“Isn’t there something rather bogus about this event, rather unhealthy; even, dare I say it, un-academic?” Michael Crick, the Channel 4 News political correspondent, did not, as he sometimes does, get smacked over the head or body-checked by a press officer when he asked a question at the launch of Universities UK’s campaign on the benefits of EU membership today.
Despite Julia Goodfellow, the Universities UK president-elect and University of Kent vice-chancellor, failing to step down from the platform to deliver physical admonishment, it was still the liveliest moment of the event.
Crick’s argument was that UUK said they wanted “a debate”, so “why isn’t there any Eurosceptic voice on that platform?” It would be “more academic, more genuine to university life, if you stood above this debate and allowed a genuine debate…without running a campaign meeting,” he said.
Crick’s question was typical of some of the more hostile media and political reaction to UUK’s intervention today. He had a point on the pro-EU profile of the participants: Labour’s Chuka Umunna and the Conservatives’ Damian Green going alongside Goodfellow.
But UUK isn’t an academic body. It’s a lobbying organisation for British universities.
UUK will regard itself as having scored a big success today: an interview spot on BBC Radio 4's Today programme, plus the front-page of The Independent and coverage in nearly all the broadsheets. UUK has secured headlines on its well-rehearsed arguments on the benefits of EU membership to UK universities and the nation more broadly – in staff and student mobility, in research funding and international research collaboration – before the “no” campaign is running and able to fight back properly.

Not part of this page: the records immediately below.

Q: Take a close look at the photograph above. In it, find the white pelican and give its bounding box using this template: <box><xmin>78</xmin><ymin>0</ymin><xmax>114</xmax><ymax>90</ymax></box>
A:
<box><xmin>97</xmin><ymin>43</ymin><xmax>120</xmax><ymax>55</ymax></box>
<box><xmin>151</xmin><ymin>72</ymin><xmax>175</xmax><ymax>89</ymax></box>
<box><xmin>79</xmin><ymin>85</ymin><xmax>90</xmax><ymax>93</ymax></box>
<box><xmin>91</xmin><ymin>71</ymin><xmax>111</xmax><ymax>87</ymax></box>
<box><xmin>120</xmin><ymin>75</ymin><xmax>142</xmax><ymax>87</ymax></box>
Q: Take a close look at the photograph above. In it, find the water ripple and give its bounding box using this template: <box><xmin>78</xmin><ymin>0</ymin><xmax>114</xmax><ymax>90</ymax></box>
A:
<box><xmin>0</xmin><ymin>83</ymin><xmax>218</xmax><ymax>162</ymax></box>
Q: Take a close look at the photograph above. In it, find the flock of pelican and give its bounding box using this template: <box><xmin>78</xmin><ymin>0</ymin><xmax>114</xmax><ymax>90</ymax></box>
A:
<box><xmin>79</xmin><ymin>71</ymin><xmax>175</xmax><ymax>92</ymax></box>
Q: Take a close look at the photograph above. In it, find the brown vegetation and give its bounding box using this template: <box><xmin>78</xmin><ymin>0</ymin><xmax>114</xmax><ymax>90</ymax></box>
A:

Ukip and its deputy leader, Paul Nuttall, a former lecturer at Liverpool Hope University, have been furiously tweeting about the supposed scandal of EU-funded Jean Monnet professorships at UK and other universities. You might have expected they would have some better ammunition lined up for UUK’s long-trailed intervention.
Umunna made some broad points about the “yes” campaign: that it should be led by a “non-politician” and be a “grassroots” campaign; that it should be “positive and optimistic”, which was the “lesson we should heed from Scotland”. He also predicted that the “no” campaign will “want this all to be about immigration”, given its “toxicity as an issue”.
Despite being shadow business secretary, Umunna normally shows little interest in universities, even though higher education is the biggest part of the budget in the department he shadows. As he started ranging off topic and talking about Germany’s demands for “excessive austerity” in the eurozone, it became clearer that he might be using the speech as an audition for the post of shadow foreign secretary, hence his sudden interest in universities.
Umunna responded to Crick by defending UUK. “If you want to effectively campaign and make an argument for what you believe to be in your sector’s best self-interest, then of course it makes sense to run a campaign,” he said. “I think there is something quite sinister in an attempt to muzzle any particular sector…in the context of this debate,” he added.
Goodfellow said the nation “deserved a debate” on the EU referendum, which, she said, was what UUK will deliver.
I thought the most notable thing about Green’s speech was the way he echoed (without credit) a section of a recent Times Higher Education feature on what Brexit could mean for UK higher education, when he talked about the EU-funded FORECEE project to develop a predictive test for women’s cancers led by Martin Widschwendter at University College London. But that, I realise, is just me.
Overall, today’s event and coverage showed that the UK’s universities can, when they put their minds to it, speak with one powerful voice and have a major media impact. Maybe they should try it on some of the other big issues facing universities.